Antes de emprender el camino hacia el sueño, permanezco atenta al suave silbido que me acaricia el alma para darme el merecido descanso.
Meditad en vuestro corazón estando en vuestra cama y callad.
Salmo 4:4
Tras toda una jornada larga, colmada de prisas y de un montón de cosas por hacer, al fin llega la noche, el ansiado momento de calma.
La casa queda en silencio, la luz se vuelve tenue en medio de la oscuridad.
Tumbada, deshojo los últimos minutos antes de emprender camino hacia ese estado maravilloso que constituye el sueño. En ese trayecto corto que va de la consciencia al letargo, permanezco atenta al suave silbido que me acaricia el alma para darme el merecido descanso.
Por muy dura que haya sido la faena, siempre encuentro ese pequeño remanso de paz antes de dar por concluido el día.
Pienso en todo lo que he hecho y eso otro que no debí hacer.
Doy gracias a Dios por haberme permitido hablar de Él y le pido perdón por haber omitido en algún momento su nombre.
Sé que cuando callo, cuando paso de largo ante una necesidad, estoy perdiendo de vista el horizonte, esa línea que Dios me marca para ser consciente de mi necesidad de Él.
Cada vez que con torpeza eludo mis responsabilidades como hija suya, Él me muestra sus manos horadadas y en ellas leo mi pasado, mi presente y mi futuro.
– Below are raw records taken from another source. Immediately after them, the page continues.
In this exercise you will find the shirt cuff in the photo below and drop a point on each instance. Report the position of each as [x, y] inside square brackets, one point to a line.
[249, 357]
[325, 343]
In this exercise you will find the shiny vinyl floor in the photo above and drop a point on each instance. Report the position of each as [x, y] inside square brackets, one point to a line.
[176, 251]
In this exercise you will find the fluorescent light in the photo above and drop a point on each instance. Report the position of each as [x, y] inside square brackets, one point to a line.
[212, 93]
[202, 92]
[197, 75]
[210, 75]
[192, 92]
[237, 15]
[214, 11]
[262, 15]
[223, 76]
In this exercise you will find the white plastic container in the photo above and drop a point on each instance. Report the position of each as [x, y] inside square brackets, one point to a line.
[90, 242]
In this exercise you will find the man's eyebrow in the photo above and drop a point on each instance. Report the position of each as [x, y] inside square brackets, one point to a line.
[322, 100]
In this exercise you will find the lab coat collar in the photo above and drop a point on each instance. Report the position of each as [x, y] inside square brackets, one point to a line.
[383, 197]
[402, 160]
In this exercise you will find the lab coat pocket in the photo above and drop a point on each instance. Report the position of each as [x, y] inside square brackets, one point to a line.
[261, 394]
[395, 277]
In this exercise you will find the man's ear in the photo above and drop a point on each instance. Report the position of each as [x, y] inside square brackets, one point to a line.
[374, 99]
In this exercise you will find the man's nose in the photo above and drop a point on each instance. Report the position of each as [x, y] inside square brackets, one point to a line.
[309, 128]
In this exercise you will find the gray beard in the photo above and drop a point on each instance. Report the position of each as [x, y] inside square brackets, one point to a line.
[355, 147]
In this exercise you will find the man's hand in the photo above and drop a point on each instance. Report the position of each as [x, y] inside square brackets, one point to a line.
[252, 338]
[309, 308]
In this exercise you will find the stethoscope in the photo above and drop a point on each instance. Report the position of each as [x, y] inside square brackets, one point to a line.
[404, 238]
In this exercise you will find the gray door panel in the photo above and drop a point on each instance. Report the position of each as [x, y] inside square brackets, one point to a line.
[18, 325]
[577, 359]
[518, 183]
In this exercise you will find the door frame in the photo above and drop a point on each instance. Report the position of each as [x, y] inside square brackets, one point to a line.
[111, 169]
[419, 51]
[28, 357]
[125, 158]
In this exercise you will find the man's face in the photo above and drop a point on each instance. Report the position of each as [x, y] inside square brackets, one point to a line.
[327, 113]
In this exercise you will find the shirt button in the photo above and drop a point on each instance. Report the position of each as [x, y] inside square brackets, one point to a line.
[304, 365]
Conforto, con la lumbre de una inusitada alegría, la austera tristeza que se cuela en mí, arraigo las palabras que me dan calor y en ellas encuentro el reposo que mi vida necesita.
Para no caer en la torpeza de rehuir lo vital, permanezco en silencio y así poder escuchar lo que Él me dice.
Antes de despedirme transformo mi corazón en ese aljibe dónde macerar el agua que he de tomar a sorbos para saciar mi sed. Agua que me refresque, agua que me recuerde el breñal que era mi vida antes de convertirse en valle.
Pido a Dios que me ayude a dejar a un lado esas insignificancias que oscurecen mi mente, esas preocupaciones plagadas de trivialidad que me restan tiempo que dedicarle a aquello que sí posee sentido.
Ruego que en la penumbra de la noche Él siga proyectando su luz en mí.
¡Buenas noches Padre! Expreso a modo de adiós.
Y mientras mis ojos desbordados de cansancio se cierran poco a poco, oigo con los oídos del alma: ¡Descansa hija mía, yo velo tus sueños!